What mitochondrial DNA results have been reported in alleged Bigfoot hair studies?
Executive summary
Two systematic mitochondrial-DNA (mtDNA) surveys of alleged Bigfoot/yeti hairs dominate the literature: Bryan Sykes’ Oxford–Lausanne team sequenced the 12S mitochondrial rRNA from 30 hairs and identified all as known species (bears, horses, dogs, cows, raccoon, deer, porcupine, and one human) [1] [2]. Competing high-profile claims—most notably Melba Ketchum’s report—found human mtDNA in some samples but asserted novel nuclear DNA; that study was widely criticized and its mtDNA result has been interpreted by skeptics as contamination [3] [4].
1. The clean, systematic mitochondrial survey that found only known animals
In 2014 the Oxford–Lausanne “Collateral Hominid Project” published the first systematic mitochondrial 12S rRNA survey of hair samples attributed to anomalous primates: of 37 processed hairs 30 yielded mtDNA sequences and every sequenced sample matched known species in GenBank—ten bear samples, four horse, four wolf/dog, one human, and the remainder cows, raccoon, deer and porcupine—after rigorous decontamination and amplification of the mitochondrial 12S fragment [1] [2] [5].
2. Why mitochondria (12S rRNA) are used and what that limits
Researchers used mitochondrial 12S rRNA because mtDNA is abundant in degraded hair and often sufficient for species identification; Sykes’ team amplified a segment corresponding to human mtDNA positions 1093–1196 and compared sequences to GenBank to identify species [1] [2]. That method identifies maternal lineages and species matches but cannot prove the existence of a novel species if only short mtDNA fragments are recovered; multilocus nuclear data would be required for claims of new hominins [1] [6].
3. The Ketchum claim: human mtDNA plus “novel” nuclear DNA
In contrast, Melba Ketchum’s widely publicized 2013 claim reported mtDNA that was “unambiguously human” while asserting that nuclear DNA contained novel structure—leading her team to conclude a human-hominin hybrid [3] [7]. That result drew immediate skepticism: critics noted contamination risks, non-standard methods, and lack of acceptance by mainstream forensic/genetic labs [3] [4] [8].
4. Contamination and interpretive pitfalls shown in reporting
Multiple outlets and experts urged caution because mtDNA identical to modern human can simply reflect handling contamination by submitters or others; Live Science, NBC and other coverage emphasized that “human” mtDNA results are most parsimoniously explained by contamination unless rigorous chain-of-custody and independent replication are provided [3] [5] [8]. The Center for Inquiry and skeptics highlighted that “unknown” mtDNA does not equal Bigfoot and that degraded or contaminated samples commonly give ambiguous or misleading results [4].
5. Corrections, confirmations and later interpretations
The Oxford–Lausanne paper later issued corrections and clarifications, and follow-ups have reinforced the point that many alleged Bigfoot hairs are identifiable as ordinary mammals—some high‑profile individual cases (e.g., a tuft identified as bison) underscore routine misidentification [6] [9]. Popular summaries and subsequent reporting repeatedly cite Sykes’ finding that properly cleaned mtDNA sequences map to known species [5] [10].

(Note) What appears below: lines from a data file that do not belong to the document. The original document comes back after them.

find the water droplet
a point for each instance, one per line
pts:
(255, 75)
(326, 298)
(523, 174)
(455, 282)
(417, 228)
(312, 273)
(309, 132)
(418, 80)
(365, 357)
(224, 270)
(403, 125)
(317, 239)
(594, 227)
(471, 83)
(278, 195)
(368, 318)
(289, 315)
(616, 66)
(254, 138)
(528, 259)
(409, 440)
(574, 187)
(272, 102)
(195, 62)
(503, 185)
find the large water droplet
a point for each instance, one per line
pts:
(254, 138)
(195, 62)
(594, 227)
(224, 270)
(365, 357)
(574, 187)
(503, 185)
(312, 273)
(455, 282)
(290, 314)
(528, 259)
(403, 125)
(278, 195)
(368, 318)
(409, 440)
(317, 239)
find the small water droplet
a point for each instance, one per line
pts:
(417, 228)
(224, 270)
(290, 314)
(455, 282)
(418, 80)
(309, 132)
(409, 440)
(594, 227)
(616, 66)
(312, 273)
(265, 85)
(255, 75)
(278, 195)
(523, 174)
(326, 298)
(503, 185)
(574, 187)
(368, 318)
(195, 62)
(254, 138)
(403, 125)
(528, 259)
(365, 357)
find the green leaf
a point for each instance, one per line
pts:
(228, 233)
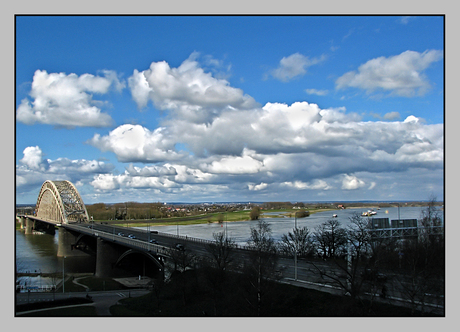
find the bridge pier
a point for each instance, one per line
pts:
(65, 242)
(28, 225)
(106, 257)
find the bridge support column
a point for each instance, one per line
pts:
(106, 257)
(65, 242)
(29, 225)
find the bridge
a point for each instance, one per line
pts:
(59, 205)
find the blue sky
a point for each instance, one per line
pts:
(225, 108)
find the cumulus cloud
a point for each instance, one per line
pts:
(228, 142)
(316, 92)
(246, 164)
(67, 100)
(34, 169)
(257, 187)
(294, 65)
(188, 91)
(133, 143)
(33, 158)
(351, 182)
(315, 185)
(401, 75)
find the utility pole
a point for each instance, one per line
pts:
(295, 247)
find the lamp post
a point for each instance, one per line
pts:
(295, 247)
(63, 275)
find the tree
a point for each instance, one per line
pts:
(422, 269)
(221, 250)
(299, 240)
(263, 261)
(182, 259)
(350, 250)
(255, 213)
(330, 239)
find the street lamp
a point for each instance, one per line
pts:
(295, 247)
(63, 275)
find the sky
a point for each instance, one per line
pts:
(230, 108)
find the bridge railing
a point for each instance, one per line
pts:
(133, 243)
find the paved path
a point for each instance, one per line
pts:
(102, 301)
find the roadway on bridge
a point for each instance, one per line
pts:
(307, 273)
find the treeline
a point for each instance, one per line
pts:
(281, 205)
(127, 211)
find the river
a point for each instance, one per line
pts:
(37, 253)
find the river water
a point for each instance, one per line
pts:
(37, 252)
(239, 231)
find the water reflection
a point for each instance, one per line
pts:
(37, 253)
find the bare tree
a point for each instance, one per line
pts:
(255, 213)
(221, 250)
(330, 239)
(422, 269)
(299, 240)
(263, 261)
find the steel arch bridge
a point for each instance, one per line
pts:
(59, 202)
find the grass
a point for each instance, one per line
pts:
(83, 311)
(194, 297)
(52, 311)
(208, 218)
(100, 284)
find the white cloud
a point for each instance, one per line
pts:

6. Competing narratives and hidden agendas
Two competing narratives exist in the record: one scientific, peer‑reviewed effort led by Bryan Sykes that used standard mtDNA barcoding and found only known animals [1] [2], and one more sensational claim from a private lab that reported human mtDNA plus novel nuclear sequences and was amplified by Bigfoot enthusiasts and press releases but criticized by mainstream geneticists for methodology and likely contamination [3] [7]. Advocacy, commercial interests in cryptozoology, and the publicity value of “proof” create incentives that can bias sample collection and reporting [4] [7].
7. Bottom line for readers
Available sources show that vetted mitochondrial analyses of alleged Bigfoot hair overwhelmingly return matches to ordinary species (bears, horses, dogs, livestock, raccoon, deer, porcupine, and occasionally human), as in the Oxford–Lausanne 12S mtDNA study [1] [2]. Claims of human mtDNA coupled with novel nuclear DNA—most notably Ketchum’s—exist in the record but are disputed and criticized as likely contaminated or methodologically flawed by mainstream scientists and skeptical organizations [3] [4] [8].
Limitations: available sources do not mention comprehensive, independently replicated nuclear-genome analyses that confirm a novel North American hominin; mtDNA alone cannot establish hybrid species without corroborating nuclear genomic data [1] [4] [6].